Mnemonic description of song:
ee-oh-lay (flute-like – last note trilly)
oo-duh-lay-oh or oodle-drrrr (last note trilly)
What do we know about wood thrush song?
- 3-part song: 1st part is short, low in pitch and quiet, 2nd part is flute-like and loud, 3rd part is trill-like (Borror and Reese 1956b, Stein 1956)
- Ventriloquist properties
- 1-3 variations of 1st-part of song, 2-8 of central part and 6-12 of last part (Borror and Reese 1956b ,Whitney 1985)
- Create different songs from various combinations of the parts (Borror and Reese 1956b)
- Countersings, but avoids answering with identical songs (Kroodsma 2005)
- Females may sing (Brackbill 1958)
How and when is song acquired?
- Learn central, flute-like part of song, 1st and 3rd part not learned (Lanyon 1979a)
- When young isolated from song, central part develops abnormally (Lanyon 1979a)
- When tutored with recorded central phrases, develop songs with those phrases (Whitney 1985, Whitney and Miller 1987)
What can we do to facilitate learning?
Expose to adult singing
Play recordings of song as playing them has been shown to be effective.

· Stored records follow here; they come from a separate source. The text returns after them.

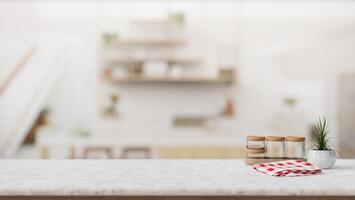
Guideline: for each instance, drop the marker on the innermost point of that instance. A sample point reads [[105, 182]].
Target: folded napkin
[[287, 168]]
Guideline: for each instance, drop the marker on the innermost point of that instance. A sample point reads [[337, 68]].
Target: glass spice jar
[[275, 147], [256, 147], [295, 147]]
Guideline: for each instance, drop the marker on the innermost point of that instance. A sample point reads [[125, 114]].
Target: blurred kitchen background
[[172, 79]]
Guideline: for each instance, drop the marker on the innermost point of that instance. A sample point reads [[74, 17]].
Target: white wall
[[281, 49]]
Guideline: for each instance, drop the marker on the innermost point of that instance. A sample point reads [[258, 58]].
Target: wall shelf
[[169, 60], [165, 79], [152, 41]]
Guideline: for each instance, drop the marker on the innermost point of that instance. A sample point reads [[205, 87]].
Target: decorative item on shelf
[[175, 71], [227, 74], [111, 109], [178, 18], [109, 38], [80, 132], [190, 121], [290, 101], [262, 149], [322, 154], [229, 108], [155, 68], [41, 121]]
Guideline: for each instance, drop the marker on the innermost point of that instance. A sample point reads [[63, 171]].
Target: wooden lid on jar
[[255, 138], [275, 138], [295, 138], [256, 150]]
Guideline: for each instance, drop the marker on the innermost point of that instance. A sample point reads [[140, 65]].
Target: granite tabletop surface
[[165, 178]]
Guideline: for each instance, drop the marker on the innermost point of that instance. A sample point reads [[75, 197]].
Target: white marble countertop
[[164, 177]]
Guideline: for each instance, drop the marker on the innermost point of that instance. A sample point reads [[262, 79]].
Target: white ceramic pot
[[323, 159]]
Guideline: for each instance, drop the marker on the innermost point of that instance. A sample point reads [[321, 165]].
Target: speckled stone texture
[[165, 178]]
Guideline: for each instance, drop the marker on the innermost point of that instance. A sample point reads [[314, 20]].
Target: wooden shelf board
[[166, 59], [153, 22], [151, 41], [146, 79]]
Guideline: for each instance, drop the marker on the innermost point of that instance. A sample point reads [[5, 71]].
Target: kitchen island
[[166, 179]]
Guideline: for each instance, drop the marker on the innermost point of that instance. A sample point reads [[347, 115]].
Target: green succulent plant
[[320, 132]]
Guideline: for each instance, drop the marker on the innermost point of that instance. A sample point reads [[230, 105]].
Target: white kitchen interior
[[172, 79], [177, 99]]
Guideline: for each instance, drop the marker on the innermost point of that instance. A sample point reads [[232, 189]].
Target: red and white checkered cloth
[[288, 168]]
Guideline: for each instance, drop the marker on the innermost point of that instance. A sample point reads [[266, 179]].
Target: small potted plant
[[322, 155]]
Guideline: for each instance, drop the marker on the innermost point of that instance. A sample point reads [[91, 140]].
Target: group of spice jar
[[276, 147]]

Borror, D. J. and C. R. Reese. (1956b). Vocal gymnastics in Wood Thrush songs. Ohio Journal of Science 56:177-182.
Brackbill, H. (1943). A nesting study of the Wood Thrush. Wilson Bulletin
Brackbill, H. (1958). Nesting behavior of the Wood Thrush. Wilson Bulletin 70:70-89.’
Kroodsma, Donald.2005. The Singing Life of Birds: 237-254.
Lanyon, W. E. (1979a). Development of song in the Wood Thrush (Hylocichla mustelina), with notes on a technique for hand-rearing passerines from the egg. American Museum Novitates 2666:27.
Stein, R. C. (1956). A comparative study of “advertising song” in the Hylocichla thrushes. Auk 73:503-512.
Whitney, C. L. (1985). Serial order in Wood Thrush (Hylocichla mustelina) song. Animal Behaviour 33:1250-1265.
Whitney, C. L. and J. Miller. (1987). Song learning in the Wood Thrush. Canadian Journal of Zoology 65:1038-1042.